- Chasing the Green - Effective Product Branding
- October 5, 2009 | Author: Melissa S. LaBauve
- Law Firm: Haynes and Boone, LLP - Houston Office
Green products and services have firmly taken hold in the marketplace. Indeed, the green industry has exploded into a multi-billion dollar phenomenon. As a result, brand owners are struggling with best practices to effectively market their environmentally-friendly products and services, and consumers are burdened with the daunting task of understanding the message associated with green brands, while attempting to decipher varying claims of environmental friendliness. When developing environmentally-friendly branding programs and evaluating strategies for creating new trademarks, brand owners should be mindful of a few practical tips.

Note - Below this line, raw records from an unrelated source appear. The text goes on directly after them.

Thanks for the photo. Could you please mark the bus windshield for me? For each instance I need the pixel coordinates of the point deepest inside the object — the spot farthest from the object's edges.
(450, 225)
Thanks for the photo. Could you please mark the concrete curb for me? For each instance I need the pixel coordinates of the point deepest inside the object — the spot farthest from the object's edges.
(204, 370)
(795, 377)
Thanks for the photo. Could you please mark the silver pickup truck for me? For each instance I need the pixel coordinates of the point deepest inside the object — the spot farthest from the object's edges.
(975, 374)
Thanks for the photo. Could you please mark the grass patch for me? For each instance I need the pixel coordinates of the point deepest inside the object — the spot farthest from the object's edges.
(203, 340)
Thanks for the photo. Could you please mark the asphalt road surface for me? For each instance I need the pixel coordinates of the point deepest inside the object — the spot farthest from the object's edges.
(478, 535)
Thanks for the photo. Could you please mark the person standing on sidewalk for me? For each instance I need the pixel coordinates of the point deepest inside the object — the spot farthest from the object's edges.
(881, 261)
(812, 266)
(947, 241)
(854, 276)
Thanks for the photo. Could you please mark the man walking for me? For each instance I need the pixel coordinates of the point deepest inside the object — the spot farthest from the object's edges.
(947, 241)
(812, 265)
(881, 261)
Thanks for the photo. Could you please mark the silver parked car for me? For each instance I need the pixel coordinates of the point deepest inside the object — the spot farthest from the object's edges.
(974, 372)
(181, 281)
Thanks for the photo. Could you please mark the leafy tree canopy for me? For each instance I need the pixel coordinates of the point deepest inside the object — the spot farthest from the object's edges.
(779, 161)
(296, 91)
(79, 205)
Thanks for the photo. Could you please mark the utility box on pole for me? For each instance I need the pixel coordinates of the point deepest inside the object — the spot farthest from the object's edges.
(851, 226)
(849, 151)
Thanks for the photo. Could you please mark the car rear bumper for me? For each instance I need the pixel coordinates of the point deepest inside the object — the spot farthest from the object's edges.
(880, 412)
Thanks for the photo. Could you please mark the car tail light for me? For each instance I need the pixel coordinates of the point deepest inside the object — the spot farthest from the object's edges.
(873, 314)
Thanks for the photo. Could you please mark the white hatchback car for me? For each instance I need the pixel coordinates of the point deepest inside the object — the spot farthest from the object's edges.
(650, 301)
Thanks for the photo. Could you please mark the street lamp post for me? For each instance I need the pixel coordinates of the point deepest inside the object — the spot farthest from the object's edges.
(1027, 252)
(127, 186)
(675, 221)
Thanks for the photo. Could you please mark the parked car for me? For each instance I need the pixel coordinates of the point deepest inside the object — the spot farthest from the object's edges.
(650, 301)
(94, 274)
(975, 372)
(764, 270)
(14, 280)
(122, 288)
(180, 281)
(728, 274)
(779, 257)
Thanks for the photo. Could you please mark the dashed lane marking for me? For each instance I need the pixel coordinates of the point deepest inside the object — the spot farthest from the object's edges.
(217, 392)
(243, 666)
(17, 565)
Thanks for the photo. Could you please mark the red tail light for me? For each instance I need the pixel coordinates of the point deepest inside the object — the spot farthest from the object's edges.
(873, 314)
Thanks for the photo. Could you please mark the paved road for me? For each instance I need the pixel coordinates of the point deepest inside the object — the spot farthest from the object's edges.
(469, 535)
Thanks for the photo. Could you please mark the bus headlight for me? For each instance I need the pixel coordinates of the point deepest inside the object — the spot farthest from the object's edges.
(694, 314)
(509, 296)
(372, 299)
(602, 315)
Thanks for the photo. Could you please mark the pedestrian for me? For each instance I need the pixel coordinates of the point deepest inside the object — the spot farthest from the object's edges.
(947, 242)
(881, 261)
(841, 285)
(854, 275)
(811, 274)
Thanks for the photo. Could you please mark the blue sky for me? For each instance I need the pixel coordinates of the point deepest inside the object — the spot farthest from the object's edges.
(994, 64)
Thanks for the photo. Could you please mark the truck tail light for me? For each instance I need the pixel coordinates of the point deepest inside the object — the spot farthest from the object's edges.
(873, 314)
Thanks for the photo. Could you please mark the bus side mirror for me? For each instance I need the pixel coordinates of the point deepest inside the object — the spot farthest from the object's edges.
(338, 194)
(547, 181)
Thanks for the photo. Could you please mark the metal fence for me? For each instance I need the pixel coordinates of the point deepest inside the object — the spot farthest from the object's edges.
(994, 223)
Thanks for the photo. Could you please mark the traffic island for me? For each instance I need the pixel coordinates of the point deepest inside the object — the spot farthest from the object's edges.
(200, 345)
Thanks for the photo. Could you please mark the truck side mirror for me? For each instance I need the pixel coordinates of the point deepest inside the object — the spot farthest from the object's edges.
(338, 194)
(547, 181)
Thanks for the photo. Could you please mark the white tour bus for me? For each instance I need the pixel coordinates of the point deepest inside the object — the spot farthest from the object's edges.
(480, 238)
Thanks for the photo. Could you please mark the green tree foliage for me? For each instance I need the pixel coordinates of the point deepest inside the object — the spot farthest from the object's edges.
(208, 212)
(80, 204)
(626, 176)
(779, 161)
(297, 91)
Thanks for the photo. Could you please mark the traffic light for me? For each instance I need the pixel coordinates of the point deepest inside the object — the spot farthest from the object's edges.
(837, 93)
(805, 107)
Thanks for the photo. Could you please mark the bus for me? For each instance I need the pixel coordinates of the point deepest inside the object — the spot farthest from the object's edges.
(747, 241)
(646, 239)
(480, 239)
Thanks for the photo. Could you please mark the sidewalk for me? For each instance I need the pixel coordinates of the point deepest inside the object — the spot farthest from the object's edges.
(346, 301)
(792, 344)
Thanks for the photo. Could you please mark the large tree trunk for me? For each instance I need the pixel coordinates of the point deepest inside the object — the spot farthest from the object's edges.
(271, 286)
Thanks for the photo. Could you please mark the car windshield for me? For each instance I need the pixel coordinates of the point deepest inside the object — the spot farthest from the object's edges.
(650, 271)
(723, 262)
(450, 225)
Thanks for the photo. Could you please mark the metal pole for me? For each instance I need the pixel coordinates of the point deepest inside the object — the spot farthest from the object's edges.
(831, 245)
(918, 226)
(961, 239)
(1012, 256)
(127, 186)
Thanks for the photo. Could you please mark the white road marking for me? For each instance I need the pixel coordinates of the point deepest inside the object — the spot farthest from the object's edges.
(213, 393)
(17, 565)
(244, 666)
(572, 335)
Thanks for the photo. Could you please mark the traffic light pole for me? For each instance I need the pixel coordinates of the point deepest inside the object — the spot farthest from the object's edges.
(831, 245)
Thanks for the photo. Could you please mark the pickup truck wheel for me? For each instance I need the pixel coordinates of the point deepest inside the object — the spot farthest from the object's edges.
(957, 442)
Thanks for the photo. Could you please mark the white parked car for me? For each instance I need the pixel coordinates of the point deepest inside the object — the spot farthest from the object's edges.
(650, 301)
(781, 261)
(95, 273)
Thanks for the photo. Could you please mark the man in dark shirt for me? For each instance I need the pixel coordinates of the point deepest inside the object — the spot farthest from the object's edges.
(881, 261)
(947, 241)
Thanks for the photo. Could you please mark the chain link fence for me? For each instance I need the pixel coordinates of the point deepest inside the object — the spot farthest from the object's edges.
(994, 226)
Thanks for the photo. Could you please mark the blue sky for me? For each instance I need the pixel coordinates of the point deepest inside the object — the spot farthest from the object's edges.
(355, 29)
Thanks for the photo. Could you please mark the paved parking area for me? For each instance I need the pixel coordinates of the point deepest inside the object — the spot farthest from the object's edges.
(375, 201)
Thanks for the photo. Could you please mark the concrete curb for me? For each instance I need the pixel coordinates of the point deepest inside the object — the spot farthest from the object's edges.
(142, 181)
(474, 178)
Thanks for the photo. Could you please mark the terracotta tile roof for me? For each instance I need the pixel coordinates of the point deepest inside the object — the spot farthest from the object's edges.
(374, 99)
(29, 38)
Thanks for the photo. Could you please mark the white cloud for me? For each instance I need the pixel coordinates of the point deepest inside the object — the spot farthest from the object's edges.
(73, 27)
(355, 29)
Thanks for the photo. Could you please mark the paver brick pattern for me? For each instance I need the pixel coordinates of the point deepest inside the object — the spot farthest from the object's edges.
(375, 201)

Brand owners must beware of the increasing phenomenon of “green gridlock” or “green fatigue” that is beginning to plague the green products industry. The abundance of green claims accompanying products can actually exhaust consumers such that they no longer pay attention to environmental claims. Consequently, it is becoming increasingly important for a brand owner to catch the attention of consumers, especially through creative trademarks and branding strategies.

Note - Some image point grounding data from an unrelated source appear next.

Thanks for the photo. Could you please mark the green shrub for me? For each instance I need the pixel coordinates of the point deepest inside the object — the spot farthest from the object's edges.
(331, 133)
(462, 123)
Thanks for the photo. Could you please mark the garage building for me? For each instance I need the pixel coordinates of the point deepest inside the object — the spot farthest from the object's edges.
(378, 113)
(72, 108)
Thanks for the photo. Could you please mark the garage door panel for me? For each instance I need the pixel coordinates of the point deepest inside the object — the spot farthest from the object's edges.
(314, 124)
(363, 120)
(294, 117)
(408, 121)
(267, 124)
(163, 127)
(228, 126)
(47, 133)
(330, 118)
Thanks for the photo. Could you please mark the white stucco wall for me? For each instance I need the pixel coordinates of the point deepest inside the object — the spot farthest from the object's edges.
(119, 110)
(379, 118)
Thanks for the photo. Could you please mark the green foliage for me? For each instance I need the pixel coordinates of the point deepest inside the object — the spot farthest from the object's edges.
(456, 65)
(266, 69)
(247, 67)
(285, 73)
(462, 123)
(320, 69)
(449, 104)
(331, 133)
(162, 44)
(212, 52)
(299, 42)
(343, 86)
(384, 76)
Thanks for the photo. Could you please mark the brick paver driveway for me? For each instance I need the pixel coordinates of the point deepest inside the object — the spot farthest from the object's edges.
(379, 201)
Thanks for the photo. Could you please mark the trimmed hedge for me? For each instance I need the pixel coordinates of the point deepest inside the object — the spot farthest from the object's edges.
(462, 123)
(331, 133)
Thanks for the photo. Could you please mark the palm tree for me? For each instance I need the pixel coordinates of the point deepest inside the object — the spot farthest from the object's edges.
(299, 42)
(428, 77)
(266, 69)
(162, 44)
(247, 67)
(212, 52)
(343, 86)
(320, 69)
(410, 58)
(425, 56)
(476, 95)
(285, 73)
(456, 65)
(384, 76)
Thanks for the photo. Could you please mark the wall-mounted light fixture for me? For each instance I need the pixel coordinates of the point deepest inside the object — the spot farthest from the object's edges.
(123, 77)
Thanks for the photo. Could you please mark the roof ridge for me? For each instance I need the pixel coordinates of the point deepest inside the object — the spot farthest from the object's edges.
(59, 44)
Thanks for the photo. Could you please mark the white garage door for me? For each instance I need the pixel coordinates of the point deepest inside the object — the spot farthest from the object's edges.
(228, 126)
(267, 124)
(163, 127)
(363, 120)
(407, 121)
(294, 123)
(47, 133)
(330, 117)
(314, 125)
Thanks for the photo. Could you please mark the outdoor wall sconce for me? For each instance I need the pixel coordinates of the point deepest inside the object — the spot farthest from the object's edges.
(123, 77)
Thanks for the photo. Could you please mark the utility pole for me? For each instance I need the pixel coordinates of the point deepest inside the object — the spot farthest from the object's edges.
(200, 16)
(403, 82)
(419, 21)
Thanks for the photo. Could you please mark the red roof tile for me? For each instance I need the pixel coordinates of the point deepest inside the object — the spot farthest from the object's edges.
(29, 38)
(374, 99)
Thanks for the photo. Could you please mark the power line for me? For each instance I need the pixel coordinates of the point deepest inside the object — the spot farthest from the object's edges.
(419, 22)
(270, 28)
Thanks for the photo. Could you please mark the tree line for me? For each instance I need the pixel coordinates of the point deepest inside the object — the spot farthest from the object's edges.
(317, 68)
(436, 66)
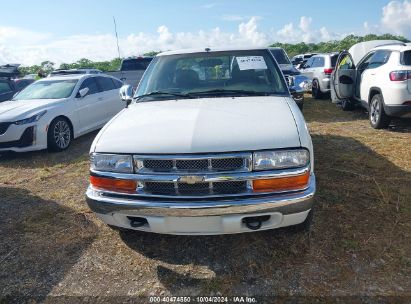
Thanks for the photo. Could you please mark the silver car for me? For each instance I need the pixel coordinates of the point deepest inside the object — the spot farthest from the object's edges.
(319, 68)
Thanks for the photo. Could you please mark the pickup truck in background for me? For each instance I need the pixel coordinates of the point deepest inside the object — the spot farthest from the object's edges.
(131, 70)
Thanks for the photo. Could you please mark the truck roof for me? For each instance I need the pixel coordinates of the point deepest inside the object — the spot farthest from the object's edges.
(210, 49)
(359, 50)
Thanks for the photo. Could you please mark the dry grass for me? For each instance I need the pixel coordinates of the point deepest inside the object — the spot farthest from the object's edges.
(359, 244)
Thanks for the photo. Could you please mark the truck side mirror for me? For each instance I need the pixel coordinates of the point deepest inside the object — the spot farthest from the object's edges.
(83, 92)
(126, 93)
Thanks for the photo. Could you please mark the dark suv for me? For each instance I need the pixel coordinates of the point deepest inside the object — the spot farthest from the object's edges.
(8, 86)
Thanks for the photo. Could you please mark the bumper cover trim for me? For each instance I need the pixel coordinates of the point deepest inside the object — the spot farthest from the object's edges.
(286, 203)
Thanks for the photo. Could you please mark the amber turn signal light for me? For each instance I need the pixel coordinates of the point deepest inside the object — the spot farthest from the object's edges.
(281, 184)
(115, 185)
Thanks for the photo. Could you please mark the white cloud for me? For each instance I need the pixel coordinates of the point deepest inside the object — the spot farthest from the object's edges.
(305, 23)
(209, 5)
(232, 18)
(28, 47)
(305, 33)
(396, 17)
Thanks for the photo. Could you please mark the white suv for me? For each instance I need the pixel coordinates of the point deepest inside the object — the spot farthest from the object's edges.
(380, 80)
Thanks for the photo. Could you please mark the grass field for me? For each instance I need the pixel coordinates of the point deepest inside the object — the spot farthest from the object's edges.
(359, 244)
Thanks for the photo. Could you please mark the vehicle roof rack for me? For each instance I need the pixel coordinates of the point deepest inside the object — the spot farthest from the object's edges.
(62, 72)
(393, 43)
(9, 70)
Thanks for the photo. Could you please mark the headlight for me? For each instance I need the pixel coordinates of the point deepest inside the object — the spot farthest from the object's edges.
(111, 163)
(281, 159)
(31, 119)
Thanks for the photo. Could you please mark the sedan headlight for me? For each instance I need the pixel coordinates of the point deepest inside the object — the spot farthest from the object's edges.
(31, 119)
(111, 163)
(281, 159)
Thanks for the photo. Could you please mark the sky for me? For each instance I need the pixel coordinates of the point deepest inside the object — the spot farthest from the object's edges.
(65, 31)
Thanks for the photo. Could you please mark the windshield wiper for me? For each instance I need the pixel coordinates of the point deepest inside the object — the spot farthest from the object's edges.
(242, 92)
(156, 93)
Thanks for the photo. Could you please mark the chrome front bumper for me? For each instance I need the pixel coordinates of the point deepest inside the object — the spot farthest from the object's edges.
(285, 203)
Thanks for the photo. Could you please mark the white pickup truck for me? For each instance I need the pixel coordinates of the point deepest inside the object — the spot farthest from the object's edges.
(212, 143)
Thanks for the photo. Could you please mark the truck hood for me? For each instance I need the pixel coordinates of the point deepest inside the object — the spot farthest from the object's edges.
(18, 109)
(201, 126)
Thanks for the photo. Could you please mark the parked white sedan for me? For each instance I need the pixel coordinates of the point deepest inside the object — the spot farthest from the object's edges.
(51, 112)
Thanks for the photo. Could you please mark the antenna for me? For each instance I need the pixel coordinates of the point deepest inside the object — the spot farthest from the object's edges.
(118, 47)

Overall, there is a tendency for brand owners to adhere to highly descriptive words when naming products or attempting to distinguish services. The result is that there are a multitude of product names, slogans or other indicia that are virtually non-distinguishable. As with any trademark, brand owners should strive to select trademarks that are unique and arbitrary, which provide for easier registration and stronger brand identification compared to merely descriptive marks that may not even qualify for the primary trademark register. For example, the very successful Toyota Prius® trademark does not, on its face, reveal to the consumer that it is a “green” brand. Only through Toyota’s advertising campaign has the mark become associated in the minds of consumers with Toyota’s hybrid car.

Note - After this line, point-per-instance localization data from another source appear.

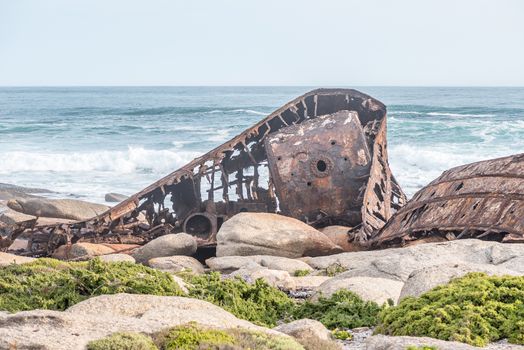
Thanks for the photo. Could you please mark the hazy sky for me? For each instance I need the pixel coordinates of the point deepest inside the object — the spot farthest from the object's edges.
(262, 42)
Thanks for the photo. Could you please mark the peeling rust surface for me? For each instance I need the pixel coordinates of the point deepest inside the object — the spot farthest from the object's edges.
(483, 200)
(351, 182)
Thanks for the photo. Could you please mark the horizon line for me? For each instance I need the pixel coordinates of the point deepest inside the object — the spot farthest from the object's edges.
(261, 86)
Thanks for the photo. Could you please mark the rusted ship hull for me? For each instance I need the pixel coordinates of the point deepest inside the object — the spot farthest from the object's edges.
(483, 200)
(240, 176)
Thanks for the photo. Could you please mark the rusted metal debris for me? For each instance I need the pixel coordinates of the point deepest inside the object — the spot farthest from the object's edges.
(483, 200)
(326, 163)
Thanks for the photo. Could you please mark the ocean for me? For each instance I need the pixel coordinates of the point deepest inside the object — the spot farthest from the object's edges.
(85, 142)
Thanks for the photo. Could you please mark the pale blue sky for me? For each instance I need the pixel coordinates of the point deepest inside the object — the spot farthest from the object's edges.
(266, 42)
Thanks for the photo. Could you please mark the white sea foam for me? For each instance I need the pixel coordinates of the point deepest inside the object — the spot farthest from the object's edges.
(444, 114)
(415, 166)
(239, 110)
(135, 159)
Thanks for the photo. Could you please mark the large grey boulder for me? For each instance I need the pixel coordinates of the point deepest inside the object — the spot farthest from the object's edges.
(57, 208)
(271, 234)
(8, 259)
(177, 263)
(117, 257)
(310, 282)
(374, 289)
(167, 245)
(399, 263)
(228, 264)
(100, 316)
(422, 280)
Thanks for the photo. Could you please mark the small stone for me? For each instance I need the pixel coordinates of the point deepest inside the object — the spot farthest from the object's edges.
(8, 259)
(114, 197)
(167, 245)
(81, 250)
(374, 289)
(117, 258)
(177, 263)
(305, 329)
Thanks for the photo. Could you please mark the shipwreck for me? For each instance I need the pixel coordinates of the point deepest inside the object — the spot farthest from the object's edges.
(483, 200)
(321, 158)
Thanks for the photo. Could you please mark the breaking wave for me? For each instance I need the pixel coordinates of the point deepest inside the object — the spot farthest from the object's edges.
(135, 159)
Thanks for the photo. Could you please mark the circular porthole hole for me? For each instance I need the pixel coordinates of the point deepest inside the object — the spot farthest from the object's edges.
(321, 166)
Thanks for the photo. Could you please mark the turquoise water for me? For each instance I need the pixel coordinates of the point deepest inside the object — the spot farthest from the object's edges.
(84, 142)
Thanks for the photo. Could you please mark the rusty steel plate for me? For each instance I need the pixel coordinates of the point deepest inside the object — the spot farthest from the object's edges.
(320, 167)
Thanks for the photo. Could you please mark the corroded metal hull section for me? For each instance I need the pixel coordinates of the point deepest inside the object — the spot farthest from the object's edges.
(236, 177)
(483, 200)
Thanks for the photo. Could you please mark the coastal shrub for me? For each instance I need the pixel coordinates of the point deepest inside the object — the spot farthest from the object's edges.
(335, 269)
(475, 309)
(192, 336)
(123, 341)
(315, 343)
(341, 334)
(258, 302)
(57, 285)
(344, 309)
(301, 273)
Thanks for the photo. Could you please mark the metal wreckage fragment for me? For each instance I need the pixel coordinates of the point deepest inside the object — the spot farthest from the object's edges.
(321, 158)
(483, 200)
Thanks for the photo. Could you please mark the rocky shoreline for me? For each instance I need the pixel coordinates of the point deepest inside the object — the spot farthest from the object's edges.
(284, 253)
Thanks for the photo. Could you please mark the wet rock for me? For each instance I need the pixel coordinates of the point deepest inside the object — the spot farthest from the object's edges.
(167, 245)
(271, 234)
(177, 263)
(422, 280)
(228, 264)
(100, 316)
(374, 289)
(8, 259)
(57, 208)
(114, 197)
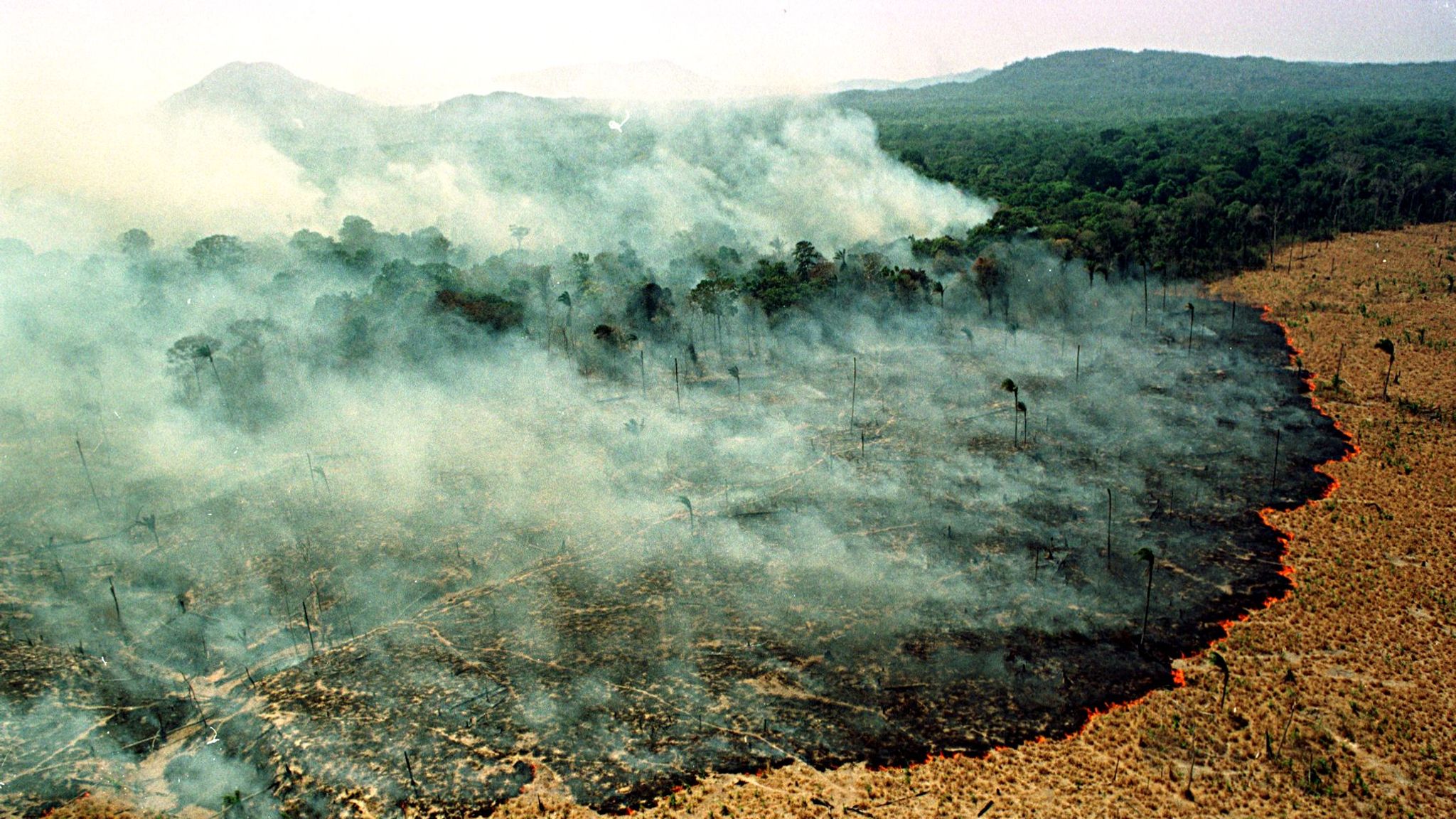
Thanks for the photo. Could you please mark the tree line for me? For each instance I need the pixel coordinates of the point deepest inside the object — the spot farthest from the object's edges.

After selecting an effective trademark, i.e., one that is not generic or too descriptive to be registered upon initial application, brand owners must next decide how to introduce the product to consumers. Brand owners should avoid initially touting the green benefits of a particular product or service, and instead, highlight other benefits to the consumer, such as saving money, health benefits, or the reasons why the particular product works better than others. For instance, rather than highlighting the benefits of energy efficiency of a light bulb, a brand owner might consider stressing the cost-savings associated with the product as a result of the energy efficiency. Once a benefit is established, the next step is to educate the consumer on how the product or process at issue is environmentally friendly.
In connection with the marketing of a green product or service, a brand owner might be tempted to make “green claims” about their products or services that can be misleading to the consumer, such as claims that overemphasize energy efficiency benefits without sufficient facts to demonstrate the claims being made. In particular, green claims most frequently arise in the toy, baby product, cosmetic, and cleaning product industries.
In order to promote truthful advertising, the Federal Trade Commission (“FTC”) has established some rules related to environmentally-friendly labeling. The FTC has published guidance that cautions against environmental claims that are overly vague or subjective.2 Notably, a brand owner may be tempted to use the terms “natural,” “organic,” or “eco-friendly” in connection with developing the brand identity of a particular product or process. But assertions that certain products contain “natural” ingredients have been criticized as being misleading because even harmful elements can be “natural.” To avoid allegations of vagueness, brand owners should be specific about the advertised benefits of the product.
Another potential pitfall related to “vagueness” is the claim that certain products are made from recycled material. Unless a product contains 100 percent recycled material, the brand owner must specify exactly how much of the product is recycled material.
Genuinely “green” products tend to excel in today’s marketplace. Brand owners can most effectively build brand equity and loyalty in their “green” products by: (1) following the basic rules for selecting trademarks; (2) establishing a branding plan that focuses on how the particular product will benefit the consumer before empowering the consumer with the idea that they can make a difference by using a particular product; and (3) disseminating specific, detailed and truthful information about the product.